Читать книгу Trinity Alps & Vicinity: Including Whiskeytown, Russian Wilderness, and Castle Crags Areas. A Hiking and Backpacking Guide онлайн
122 страница из 134
OFF-TRAIL TO MIRROR LAKE
To reach Mirror Lake, you’ll first have to reach the west end of Sapphire Lake by heading 200 yards along a rough trail blasted and picked out of a cliff face on the north side of the lake. Beyond the cliff, the tread disintegrates into several paths that cross a seep and head up through thick brush. At this point you may begin to wonder if a better route climbs over the tumbled granite blocks on the south side of the lake. Either way is difficult, but most scramblers prefer the north side route—some of the blocks on the south side are as big as two-story houses.

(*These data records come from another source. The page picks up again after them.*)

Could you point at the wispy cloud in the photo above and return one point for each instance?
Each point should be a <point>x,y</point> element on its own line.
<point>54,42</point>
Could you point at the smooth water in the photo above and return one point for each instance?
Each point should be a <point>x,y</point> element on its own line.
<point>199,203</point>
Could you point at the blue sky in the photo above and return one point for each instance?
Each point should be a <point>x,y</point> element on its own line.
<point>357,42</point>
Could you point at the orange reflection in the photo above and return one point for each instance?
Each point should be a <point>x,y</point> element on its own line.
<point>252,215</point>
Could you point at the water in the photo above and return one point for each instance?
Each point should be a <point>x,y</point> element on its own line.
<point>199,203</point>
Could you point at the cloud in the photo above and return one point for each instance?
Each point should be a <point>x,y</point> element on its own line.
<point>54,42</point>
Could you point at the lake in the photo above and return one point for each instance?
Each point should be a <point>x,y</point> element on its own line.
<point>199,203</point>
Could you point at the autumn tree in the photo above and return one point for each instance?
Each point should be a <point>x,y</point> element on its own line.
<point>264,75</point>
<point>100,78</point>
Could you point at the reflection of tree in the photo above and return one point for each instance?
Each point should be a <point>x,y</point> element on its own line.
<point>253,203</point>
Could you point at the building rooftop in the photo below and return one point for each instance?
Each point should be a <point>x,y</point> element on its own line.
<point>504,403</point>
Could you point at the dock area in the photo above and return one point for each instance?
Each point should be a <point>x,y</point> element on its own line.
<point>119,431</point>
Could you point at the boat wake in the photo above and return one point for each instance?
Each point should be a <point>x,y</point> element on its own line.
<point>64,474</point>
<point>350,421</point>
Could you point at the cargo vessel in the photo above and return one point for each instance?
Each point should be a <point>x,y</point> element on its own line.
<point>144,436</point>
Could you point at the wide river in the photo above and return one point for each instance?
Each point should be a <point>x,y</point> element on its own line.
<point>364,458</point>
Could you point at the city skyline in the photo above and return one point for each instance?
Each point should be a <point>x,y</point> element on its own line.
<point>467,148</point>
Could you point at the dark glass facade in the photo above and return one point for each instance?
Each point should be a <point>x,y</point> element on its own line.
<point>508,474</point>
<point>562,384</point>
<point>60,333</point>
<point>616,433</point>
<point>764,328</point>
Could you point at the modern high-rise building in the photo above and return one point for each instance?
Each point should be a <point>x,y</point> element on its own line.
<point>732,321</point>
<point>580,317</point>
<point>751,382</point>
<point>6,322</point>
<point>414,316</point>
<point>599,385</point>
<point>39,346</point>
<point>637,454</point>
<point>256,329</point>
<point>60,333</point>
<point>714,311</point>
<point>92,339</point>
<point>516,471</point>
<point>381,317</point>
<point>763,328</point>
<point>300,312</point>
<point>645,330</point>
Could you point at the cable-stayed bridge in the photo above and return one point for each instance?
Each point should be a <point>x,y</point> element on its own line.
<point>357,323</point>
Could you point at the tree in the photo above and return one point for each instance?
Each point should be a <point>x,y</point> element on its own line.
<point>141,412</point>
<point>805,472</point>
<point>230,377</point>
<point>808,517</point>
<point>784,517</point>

On the north side of Sapphire Lake, work your way up to a shelf about 100 feet or more above the surface and push through the brush almost directly west, with traces of a boot-beaten, unmaintained path offering some shaky assurance that you’re on the right route. After about 0.5 mile, the brush thins a tad in a slide area about 300 or 400 yards from the lake, where ducks point north toward a pair of sheer-faced granite knobs. This route is passable, crossing below a waterfall on Mirror Lake’s outlet, and then scrambling around an outcrop and up a tilted ledge and a chimney to the lip of the shelf. However, a safer, although longer, route continues west to the north edge of a giant talus slope above the head of Sapphire Lake and boulder-hops up to the far end of a shelf holding Mirror Lake. Either route is very strenuous, but your first glimpse of exquisite Mirror Lake beyond the ridges of glaciated granite on the shelf will make the climb seem worthwhile.